CellPPD: Designing of Cell Penetrating Peptides

About Datasets

We have taken 843 experimentally validated CPPs from the CPPsite databse (Gautam et al, 2012) and generated three different datasets form these peptides. Three datasets are as follows:
CPPsite-1
In this dataset, we have included 708 CPPs having either high or low cell penetrating efficiency taken from CPPsite database. Here, we removed all the peptides containing non-natural and D-amino acids. Since we did not find experimentally proved non-CPPs in the literature, so we have generated equal number of peptides randomly from SwissProt proteins and considered them as negative.
CPPsite-2
In CPPsite database, we found peptides with different penetrating efficiency from low to high. In this dataset, we have taken 187 highly efficient CPPs. Negative peptides were generated randomly from SwissProt proteins.
CPPsite-3
Here, we have included CPPs with high penetrating efficiency same as in CPPsite-2 and CPPs with low efficiency were taken as negative peptides. We developed this dataset because it allows us to discriminate between CPPs with high and low penetration efficiency.


Support Vector Machine

In the present study, SVM classifier was used from freely available SVM_light package. This package is powerful as well as user-friendly where we can adjust the parameters and kernel functions like Linear, Polynomial, RBF and Sigmoid.

Evaluation or Performance

Five-fold cross validation technique has been used. Four sets are used for training and remaining one in used for testing, in this way the process repeats five times. Evaluation of performance of different SVM modules has been done by calculating accuracy and Matthew's correlation coefficient (MCC).

Input features for SVM

In this study we have been used various features as SVM input for the prediction of CPPs.

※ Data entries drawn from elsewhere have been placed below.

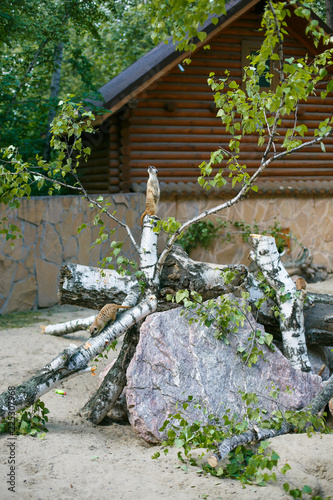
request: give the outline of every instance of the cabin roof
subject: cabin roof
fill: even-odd
[[[217,24],[212,22],[212,18],[216,16],[211,16],[203,25],[203,30],[207,33],[207,38],[204,42],[197,43],[198,49],[202,45],[206,45],[212,37],[218,34],[226,25],[229,25],[235,18],[243,15],[253,6],[260,3],[263,3],[262,0],[230,0],[225,6],[226,14],[219,17]],[[312,13],[312,18],[316,19],[327,33],[333,32],[315,13]],[[306,21],[298,18],[296,28],[304,38],[305,26]],[[119,75],[103,85],[99,89],[100,94],[103,96],[103,101],[98,104],[113,113],[118,111],[139,92],[147,88],[157,78],[160,78],[163,73],[182,62],[186,56],[186,52],[177,50],[171,38],[167,44],[161,42]]]

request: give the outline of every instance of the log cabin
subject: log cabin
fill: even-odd
[[[189,65],[183,62],[188,54],[177,51],[172,43],[161,43],[99,89],[100,104],[109,112],[96,121],[98,132],[85,138],[92,154],[81,176],[90,193],[144,193],[147,166],[154,165],[159,171],[161,217],[184,220],[209,208],[216,199],[230,198],[231,186],[207,194],[197,182],[198,165],[230,139],[216,116],[207,78],[211,71],[223,77],[229,70],[241,82],[247,55],[263,40],[263,8],[261,0],[231,0],[217,24],[207,21],[207,38],[197,44]],[[286,58],[306,54],[311,58],[318,53],[305,28],[306,21],[291,8]],[[205,49],[207,44],[210,50]],[[332,109],[333,96],[321,100],[320,92],[300,103],[298,124],[306,124],[305,138],[332,116]],[[292,128],[294,120],[294,116],[285,118],[282,131]],[[277,219],[313,248],[317,263],[333,272],[333,137],[326,144],[326,152],[316,145],[273,162],[257,182],[258,193],[223,217],[264,225]],[[256,136],[244,138],[240,162],[250,174],[259,166],[262,153]],[[231,247],[227,252],[215,247],[205,256],[220,263],[244,258],[245,254]]]

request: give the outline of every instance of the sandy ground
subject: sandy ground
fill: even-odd
[[[311,285],[312,291],[333,293],[333,279]],[[90,316],[92,311],[70,306],[39,312],[34,326],[0,330],[0,391],[32,376],[69,343],[80,345],[87,332],[66,338],[40,333],[40,325]],[[109,359],[112,359],[111,354]],[[110,361],[109,361],[110,362]],[[101,371],[107,361],[98,364]],[[243,489],[234,480],[202,476],[197,469],[180,468],[176,452],[152,460],[159,447],[143,442],[129,425],[108,422],[92,426],[78,410],[94,392],[98,377],[84,375],[62,385],[66,396],[54,390],[43,396],[51,411],[49,432],[44,440],[19,436],[15,442],[16,492],[8,491],[9,435],[0,436],[0,499],[111,499],[111,500],[272,500],[291,498],[282,489],[287,480],[292,487],[305,484],[323,497],[333,495],[333,434],[308,438],[287,435],[271,440],[271,447],[286,461],[291,471],[266,487],[248,485]]]

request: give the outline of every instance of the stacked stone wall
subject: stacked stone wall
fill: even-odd
[[[111,203],[109,210],[117,210],[117,217],[133,230],[136,241],[140,241],[140,217],[145,210],[145,196],[138,193],[105,195]],[[204,210],[216,206],[216,198],[185,198],[174,196],[162,198],[158,215],[161,218],[175,217],[185,221]],[[1,209],[2,208],[2,209]],[[36,197],[23,199],[17,214],[0,207],[2,216],[7,215],[22,234],[11,247],[10,241],[0,239],[0,314],[13,311],[48,307],[57,303],[60,267],[67,262],[97,266],[108,255],[110,242],[91,244],[98,237],[99,228],[88,225],[79,234],[77,228],[88,224],[96,215],[88,203],[78,196]],[[244,221],[260,230],[268,229],[274,222],[290,229],[297,241],[310,249],[314,264],[326,266],[333,272],[333,202],[328,196],[313,197],[253,197],[243,200],[222,214],[213,217],[229,221]],[[106,219],[107,220],[107,219]],[[115,227],[108,223],[111,229]],[[127,233],[116,228],[112,239],[124,241],[125,257],[136,260]],[[199,244],[192,251],[195,260],[217,264],[249,264],[250,245],[244,243],[239,234],[236,242],[222,243],[217,238],[208,250]],[[160,250],[165,235],[160,236]],[[292,240],[292,257],[297,257],[300,246]]]
[[[216,197],[189,198],[173,196],[160,203],[160,217],[175,217],[184,222],[188,218],[210,209],[224,200]],[[267,230],[278,222],[283,229],[289,229],[291,256],[296,258],[301,252],[301,243],[309,248],[313,263],[324,265],[329,273],[333,272],[333,200],[328,195],[313,196],[251,196],[237,205],[217,214],[210,219],[216,223],[224,221],[244,221],[253,227],[257,223],[261,231]],[[222,243],[222,236],[208,248],[203,249],[198,242],[191,252],[191,258],[217,264],[243,263],[249,265],[250,244],[242,241],[240,233],[234,230],[235,242]],[[295,238],[295,239],[294,239]]]
[[[140,214],[145,210],[143,194],[104,195],[117,210],[117,217],[126,222],[139,241]],[[99,227],[88,225],[96,215],[87,201],[79,196],[35,197],[21,200],[16,214],[0,208],[2,217],[19,227],[22,238],[11,242],[0,240],[0,314],[48,307],[57,303],[60,267],[67,262],[97,266],[108,255],[110,242],[91,248]],[[110,229],[116,227],[103,218]],[[87,228],[79,234],[77,228]],[[135,259],[126,231],[117,227],[112,239],[124,241],[125,257]]]

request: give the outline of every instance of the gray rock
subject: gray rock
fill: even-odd
[[[126,391],[130,423],[145,441],[163,440],[159,429],[176,403],[188,396],[221,417],[226,408],[231,414],[244,414],[239,390],[255,392],[259,407],[268,412],[302,408],[320,391],[321,378],[292,368],[278,348],[272,352],[262,346],[265,361],[260,358],[247,367],[236,354],[237,347],[248,343],[252,328],[263,331],[253,317],[250,321],[251,326],[245,323],[226,345],[214,337],[213,327],[189,325],[181,308],[145,320],[127,371]],[[271,384],[281,389],[277,403],[269,397]],[[292,394],[283,392],[287,386]],[[190,407],[186,415],[189,421],[205,420],[202,411]]]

1. Amino Acid Composition: Amino Acid Composition is the fraction of each amino acid present in a peptide. There are 20 vectors generated in which one corresponds to one amino acid and these vectors used for as SVM input.
2. Dipeptde Composition: Dipeptde Composition is the fraction of each dipeptide like AA, AC, AD and so on. It provides compositional as well as local order each residue present in the peptide. It contains 20x20 (400) vectors.
3. Binary Profile pattern: Binary Profile pattern is represented by 20 vectors for each amino acid. For a peptide of length n, there are nx20 vectors generated in binary form which were used as SVM input (as shown in the figure below).



4. Physico-chemical Properties: Physico-chemical Properties of each amino acid like hydrophobicity, hydrohpilicity, charge, pI etc. has been used as input feature for the prediction of CPPs. We obtained physico-chemical properties values of each amino acid form the webserver AAindex and used them to calculate physico-chemical properties of peptide by Perl programmes.

Hybrid Method

We observed that there are number of motifs present in the CPPs. So, we have used this motif information for the prediction of CPPs. CPP motifs was searched by the MEME software and then query sequences were hit with the CPP motif list by MAST software. If hit was found against a peptide, its SVM score is increased by 5. So, it will be predicted as CPP irrespective of SVM threshold. This approach increases the reliability of our prediction method.